OpenSymphony [12]'s ClickStream [13] is a user tracking component for Java web applications. This means you can take a look and analyze the traffic paths and the sequence of pages that users have generated as they browsed your site. This traffic path is called a clickstream and it is the logical grouping of a HTTP session identifier and the requests associated with it, until the end of this session. The good news is you can easily add this feature to your application by embedding OpenSymphony's ClickStream to take advantage of this site usage information.
We'll look first at how ClickStream works and what information it collects. Then we'll proceed to configure your application to use ClickStream. Finally we'll log the ClickStream-generated information to a database and exploit it with standard database queries.
ClickStream starts tracking the user's activity as soon as the
web container creates an HTTP session. As you might know, the J2EE
specification defines a listener model. Session listeners are one
of the Servlet-2.3-specified listeners and are notified each time
an HTTP session is created or destroyed. ClickStream's session
listener is called ClickstreamListener, and it and ClickstreamFilter are the
fundamental components of ClickStream.
ClickStream's main element is a servlet filter called
ClickstreamFilter, which intercepts all the requests
to a defined web resource (a single page) or resource sets (a set
of pages) designated by a page pattern. Both components are
configured inside your application's web.xml file, but
don't worry about this yet; we'll look into the configuration of
this filter and session listener in a future section.
For now, we'll take a look at the information gathered from each clickstream.
ClickStream logs specific information from each request and
accumulates it in the corresponding ClickStream
object. This object is the one sent to the
ClickStreamLogger for logging when the session ends.
ClickStream uses the following information as the ClickStream
header data:
request.getRemoteHost(). Remember that if
your application runs behind a reverse proxy (a common scenario for
firewalled applications), only the proxy's IP address is
logged.? in the URL and separated by
&. It also logs the parameter data submitted via
the HTTP POST method as well.request.getRemoteUser() method.The first step is obviously to download the ClickStream distribution from the OpenSymphony site [12]. Then, to embed ClickStream into your application, start by adding clickstream.jar and commons-logging.jar (if your project doesn't already use this component) into the WEB-INF/lib directory of your WAR application.
Then edit the web.xml descriptor from your application
with any text editor. You must add ClickStream's session listener
and filter. The filter is defined for each resource wildcard you
want to track with ClickStream. For example, if you want to track
every page hit, you must define the /* wildcard. On the
other hand, if you want to record only the hits directed to the
/MyServlet path, use a /MyServlet/*
wildcard. See the servlet
specification [14] for more wildcard examples.

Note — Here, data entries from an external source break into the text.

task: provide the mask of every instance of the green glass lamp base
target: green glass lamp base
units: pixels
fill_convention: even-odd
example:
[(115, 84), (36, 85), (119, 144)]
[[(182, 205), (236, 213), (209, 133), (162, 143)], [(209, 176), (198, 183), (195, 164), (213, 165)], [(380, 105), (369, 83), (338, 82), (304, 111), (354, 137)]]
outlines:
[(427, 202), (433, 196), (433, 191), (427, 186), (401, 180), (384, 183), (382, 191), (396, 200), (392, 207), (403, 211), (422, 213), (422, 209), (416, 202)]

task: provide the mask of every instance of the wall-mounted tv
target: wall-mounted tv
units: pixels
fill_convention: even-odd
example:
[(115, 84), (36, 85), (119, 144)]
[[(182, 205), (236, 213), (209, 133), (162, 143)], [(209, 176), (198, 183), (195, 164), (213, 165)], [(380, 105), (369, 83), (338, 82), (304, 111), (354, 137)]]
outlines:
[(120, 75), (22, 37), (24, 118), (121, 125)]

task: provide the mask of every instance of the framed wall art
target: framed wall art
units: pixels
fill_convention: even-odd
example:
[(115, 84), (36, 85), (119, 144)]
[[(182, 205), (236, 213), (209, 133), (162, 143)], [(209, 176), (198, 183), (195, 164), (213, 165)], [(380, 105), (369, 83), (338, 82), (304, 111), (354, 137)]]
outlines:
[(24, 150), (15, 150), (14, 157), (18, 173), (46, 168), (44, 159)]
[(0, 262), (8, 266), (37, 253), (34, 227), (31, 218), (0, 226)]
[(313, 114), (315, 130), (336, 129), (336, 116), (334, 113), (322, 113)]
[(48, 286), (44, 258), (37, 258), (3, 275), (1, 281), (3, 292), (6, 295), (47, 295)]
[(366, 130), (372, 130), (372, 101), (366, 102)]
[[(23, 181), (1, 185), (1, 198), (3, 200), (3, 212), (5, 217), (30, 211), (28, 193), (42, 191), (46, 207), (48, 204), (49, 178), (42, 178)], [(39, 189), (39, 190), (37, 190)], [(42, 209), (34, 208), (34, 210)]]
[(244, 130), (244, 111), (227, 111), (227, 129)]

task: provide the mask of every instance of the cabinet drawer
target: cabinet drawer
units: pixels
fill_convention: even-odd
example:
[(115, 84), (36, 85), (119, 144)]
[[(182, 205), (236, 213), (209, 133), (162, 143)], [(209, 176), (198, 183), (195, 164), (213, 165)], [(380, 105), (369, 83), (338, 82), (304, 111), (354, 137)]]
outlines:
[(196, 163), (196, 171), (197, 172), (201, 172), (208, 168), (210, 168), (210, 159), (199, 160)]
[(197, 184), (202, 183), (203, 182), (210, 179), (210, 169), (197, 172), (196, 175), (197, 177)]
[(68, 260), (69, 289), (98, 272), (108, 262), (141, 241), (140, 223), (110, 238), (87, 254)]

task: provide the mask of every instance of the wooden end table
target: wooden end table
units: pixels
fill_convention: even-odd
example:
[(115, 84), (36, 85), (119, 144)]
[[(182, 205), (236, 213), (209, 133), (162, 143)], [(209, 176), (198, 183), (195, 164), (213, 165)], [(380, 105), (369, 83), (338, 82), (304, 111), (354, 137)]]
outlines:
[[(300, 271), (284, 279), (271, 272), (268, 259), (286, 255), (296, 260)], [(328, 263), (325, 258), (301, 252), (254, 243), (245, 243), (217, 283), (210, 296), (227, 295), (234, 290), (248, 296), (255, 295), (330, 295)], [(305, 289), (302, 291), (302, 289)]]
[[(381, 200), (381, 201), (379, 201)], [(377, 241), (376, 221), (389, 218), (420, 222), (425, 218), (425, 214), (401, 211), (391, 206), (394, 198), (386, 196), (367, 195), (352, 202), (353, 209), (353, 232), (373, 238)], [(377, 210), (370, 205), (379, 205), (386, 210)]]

The next part of the web.xml instructs the filter to record only the hits directed to JSP and HTML pages.
<filter>
<filter-name>clickstream</filter-name>
<filter-class>com.opensymphony.clickstream.ClickstreamFilter</filter-class>
</filter>
<filter-mapping>
<filter-name>clickstream</filter-name>
<url-pattern>*.jsp</url-pattern>
</filter-mapping>
<filter-mapping>
<filter-name>clickstream</filter-name>
<url-pattern>*.html</url-pattern>
</filter-mapping>
<listener>
<listener-class>com.opensymphony.clickstream.ClickstreamListener</listener-class>
</listener>
The <filter-mapping> element associates the
ClickStream filter with both extensions.
After adding the listener and filter, you can put the included ClickStream JSPs into your web application's root directory. Both clickstreams.jsp and viewstream.jsp are needed to browse the ClickStream information online. Figure 1 illustrates clickstreams.jsp, which shows all the active clickstreams:
Figure 1. ClickStream clickstreams.jsp page
The clickstreams.jsp file lists all the active clickstreams of the application ordered by the remote host IP. When you click one of the host IPs, ClickStream's viewstream.jsp appears, as shown in Figure 2:
Figure 2. ClickStream viewstream.jsp page
These two pages allow you to browse the not-yet-stored-in-the-database clickstreams, and are very useful for quick browsing. The next section shows how to set up ClickStream to log the user traffic data into a database for further processing and analysis.
By default, ClickStream uses the Commons Logging component to
store the tracking information to the console or to logging files.
In this example, we'll use a custom ClickStreamLogger
to save the information to a database. First we'll configure
ClickStream to use our logger and then we'll create the
corresponding database schema.
ClickStream offers the ability to change the logging strategy by
creating a new logging class, which implements the
ClickStreamLogger interface, and configuring its use
in the clickstream.xml file located in the
WEB-INF/classes folder. You can find the
DatabaseClickStreamLogger custom database logger and
the sample clickstream.xml configuration file in the
included source code [11]. Our
clickstream.xml will look like this:
<clickstream>
<logger class="net.java.cs.DatabaseClickStreamLogger"/>
<bot-host name="inktomi.com"/>
...
thousands of bots' names skipped for brevity.
</clickstream>
The configuration of the logger is done through a database.properties file. This property file is also included in the sample code, and looks like this:
jdbc.driver.class=org.postgresql.Driver
jdbc.url=jdbc:postgresql://localhost/clickstream-db
jdbc.user=jdoe
jdbc.pass=secret
Just replace the URL, JDBC driver class, user, and password with the appropriate values for your database. Our configuration is ready, so let's create the ClickStream's database schema. The database model is made up of only two tables: one with the header clickstream data, and the other with the detailed request information of each clickstream. Figure 3 graphically shows the structure.
[15]
Figure 3. ClickStream DB schema (click for full-size
image) [15]
Execute the included SQL script, clickstream.sql, to create the tables in your favorite database.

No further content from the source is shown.